CASA aims to ensure a “qualified, compassionate adult will fight for and protect a child’s right to be safe, to be treated with dignity and respect, and to learn and grow in the safe embrace of a loving family.”
As honorees took the stage, they passed rows of 235 candles, each flame representing a child in Forsyth County who suffered abuse of neglect at the hands of his or her parent or caregiver in 2014.
“[Last year,] more than 92 CASA volunteers advocated for 235 children, donating 5,700 hours and driving more than 56,000 miles to meet the needs of the children we serve,” said Janet Walden, executive director of the local branch of the state and national nonprofit.
The 2015 Light of Hope recipients included: Julie Brennan; Dianna Delaney; Amy Gamez; Kathy Goodberlet; Maureen Headrick; Kathy Jolly; Michelle Miltz; Cathy Morse; Adam and Whitney Rodes; Stacy and Todd Staley; and Kenya Wooden.
Mentor. Teacher. Social worker. Christmas angel. Cheerleader. Parent involvement coordinator. Troop leader.
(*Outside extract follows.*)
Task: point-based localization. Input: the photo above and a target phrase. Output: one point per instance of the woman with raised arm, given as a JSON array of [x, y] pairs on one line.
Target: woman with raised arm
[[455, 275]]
Foster parent. Social services supervisor. They fill an array of spots in the community, and they all have affected children’s lives for the better.
In addition to these designations — for which family members and friends stood in support for each recipient — Harriet Holland was deemed the year’s volunteer of the year, chosen from nearly 100 people.
“She reminds others to keep the child’s best interest at the forefront and encourages work towards reunification by remaining open and honest about the steps needed to ensure the child or children are returned to a safe and stable home,” said Chief Forsyth County Juvenile Court Judge J. Russell Jackson. “In the past seven years, Harriet has advocated for 16 children in seven cases.
“She seems to almost always receive cases with not only complex issues but also with large sibling groups. The amount of work she puts in on these cases would be impressive if she were getting paid, but becomes more impressive when you remember that she is volunteering her time.”